Verkehr – Straßenverkehr
Einrädriges Veloziped
Das Neue Universum • 1882
Wenn jemand, schreibt der Techniker, der es noch nicht versucht hat, auf einem Bicycle zu fahren, sieht, wie Andere auf dem zweirädrigen Fahrzeug, und zwar oben auf dem großen Rad, dahinfliegen, so staunt er wohl über die Geschicklichkeit und Kühnheit, sich einem solchen leichten und anscheinend zerbrechlichen Gefährt anzuvertrauen. Auf einem dreirädrigen Veloziped zu fahren, ist natürlich ›keine Kunst‹, bei einem zweirädrigen ist die Sache schon etwas schwieriger, aber was soll man erst von einem sagen, der mit einem Veloziped fährt, das nur mit einem Rad den Boden berührt.
Einrädriges Velociped.Und doch ist ein Monocycle oder einrädriges Veloziped gar nicht so unmöglich, ja es bietet sogar, wenn richtig konstruiert, eine größere Sicherheit vor dem Stürzen als ein zweirädriges Veloziped.

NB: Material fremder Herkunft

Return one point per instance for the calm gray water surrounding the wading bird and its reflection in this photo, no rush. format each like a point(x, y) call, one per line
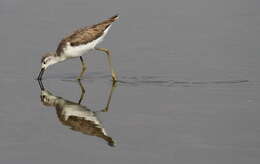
point(188, 91)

Die beistehenden Abbildungen, die wir der Mining & Scientific Press in San Francisco entnehmen, stellen ein von Frederik Langmaak und Peter Strief in San Franzisko erfundenes Monocycle dar, welches kürzlich von G. H. Strong auf der ›Mechanics Fair‹ in San Franzisko ausgestellt war. Ein großes ringförmiges Rad von 2,3 m im Durchmesser besteht aus einem äußeren größeren Reif und einem kleinen inneren Reif, welch letzterer konzentrisch fest mit dem äußeren Reif verbunden ist. Der innere Reif trägt innerhalb seines freien Raums einen dreirädrigen Wagen, dessen Räder in einer Nute des inneren Reifs so laufen, dass sie am Herausspringen verhindert sind. Dieser innere Wagen ist eigentlich nichts anderes als ein dreirädriges Veloziped, dessen Räder in der Vertikalebene des äußeren Reifs laufen. Über dem mittleren Rad des Wagens befindet sich der Sitz, so dass der Schwerpunkt, wenn jemand auf dem Sitz Platz genommen hat, unterhalb des Mittelpunktes des großen Rades liegt. Das Rad unter dem Sitz wird indirekt durch Hebelübertragung bewegt, wenn der Fahrende mit seinen Füßen die beiden senkrechten Hebel hin und her bewegt. Die Hebelübertragung kann in verschiedener Weise arrangiert sein. In der Abbildung ist eine einfache Konstruktion dargestellt.
Die Vorwärtsbewegung des Monocycles beruht auf dem Prinzip des Tretrades. Wenn der allgemeine Schwerpunkt unter dem Mittelpunkte des Ringrades liegt, so steht das Veloziped fest, ausgenommen es fiele seitlich um. Fängt dann aber die auf dem Sitz befindliche Person an, durch eine Tretbewegung das innere Fahrzeug innerhalb des Ringrades nach vorne zu bewegen, so rückt auch der allgemeine Schwerpunkt nach vorne. Da das Monocycle aber rund ist und auf einer ebenen Fläche steht, so folgt es dem Schwerpunkt und bewegt sich vorwärts. Während diese Ausgleichung nur zum Teil stattfindet, wird der Sitzwagen ununterbrochen im Ringrad vorwärts, d. h. etwas aufwärts getrieben, wodurch der allgemeine Schwerpunkt immer wieder vor die vertikale Mittellinie gerückt wird und das Monocycle beständig vorwärts läuft. So wird der Apparat eigentlich durch die Schwere des Körpers des Fahrenden getrieben, der durch seine Tretbewegungen eine schräg aufsteigende und durch seine Schwerkraft eine fallende Bewegung annimmt, aus welchen beiden kontinuierlichen Bewegungen das Fortlaufen des Rades resultiert. Übrigens können mit dem Monocycle ebenso gut wie mit anderen derartigen Fahrzeugen Steigungen genommen werden.
Das Fahren mit diesem Veloziped ist leichter als mit dem zweirädrigen, da der Schwerpunkt des Fahrenden unterhalb des Mittelpunkts des Rades liegt, während er sich bei den anderen oberhalb desselben befindet, so dass ein Stürzen nach vorn unmöglich wird. Das Monocycle kann beliebig groß gebaut werden, auch kann man ganz langsam damit fahren. Um das Monocycle zum Stillstand zu bringen, hört man auf zu treten, worauf der Schwerpunkt von selbst unter den Mittelpunkt fällt und das Rad weiter keinen Antrieb mehr erhält. Um es zu lenken, neigt man sich einfach nach der Seite hin, nach welcher man einbiegen will.